TECHNICAL SESSION: Population diversity of plant pathogenic bacteria
It’s complicated: The Xanthomonas perforans population across Florida commercial tomato fields
Jeannie Klein - University of Florida. Erica Goss- University of Florida, Sujan Timilsina- University of Florida, Gerald Minsavage- University of Florida, Jeffrey Jones- University of Florida, Peter Abrahamian- Gulf Coast Research and Education Center, University of Florida, James Fulton- Univ
Bacterial spot of tomato (BST), caused by Xanthomonas euvesicatoria, X. gardneri, X. perforans, and X. vesicatoria, is one of the most economically important diseases of tomato. In Florida, prior surveys determined that X. perforans (Xp) is the primary cause of BST and detected dramatic shifts within the Xp population over the past 30 years despite the lack of a clear selective pressure. These population shifts have adversely impacted the efficacy of control measures and resistance breeding efforts in tomato. We characterized 585 Xanthomonas isolates from symptomatic tissue in 70 commercial tomato fields throughout Florida in fall 2017 and found that Xp remains the primary cause of BST in Florida. The Xp population consisted of three phylogenetic groups and tomato races 3 (8%) and 4 (92%).
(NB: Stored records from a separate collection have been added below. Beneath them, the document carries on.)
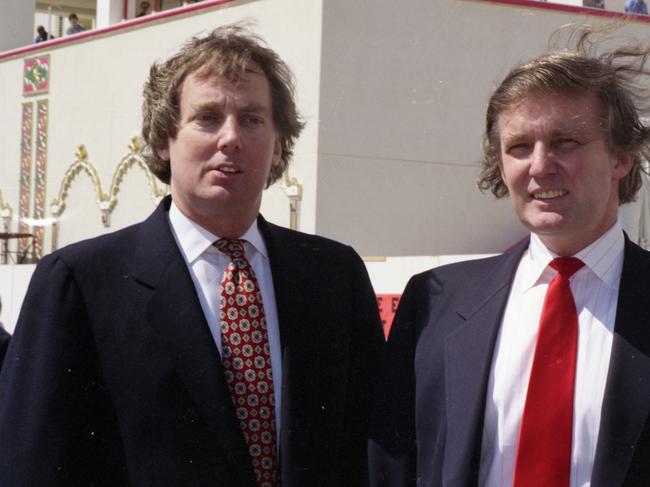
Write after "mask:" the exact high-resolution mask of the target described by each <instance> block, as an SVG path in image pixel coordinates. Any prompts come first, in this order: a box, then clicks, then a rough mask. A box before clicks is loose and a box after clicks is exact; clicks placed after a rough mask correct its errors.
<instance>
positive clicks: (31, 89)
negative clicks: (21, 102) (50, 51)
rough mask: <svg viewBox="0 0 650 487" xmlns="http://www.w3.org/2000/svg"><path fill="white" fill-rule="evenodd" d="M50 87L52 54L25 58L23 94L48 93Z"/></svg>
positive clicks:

Further characterization revealed that 99.8% of strains were resistant to copper, 25% of strains were resistant to streptomycin, 51% of strains produced bacteriocins, and effector profiles, that impact host range, were highly variable among the Xp strains. Our results indicate that the composition of the Xp population in Florida is complex and varies within and among fields. We will use this strain collection to test for associations between genetic variation and tomato production chain variables.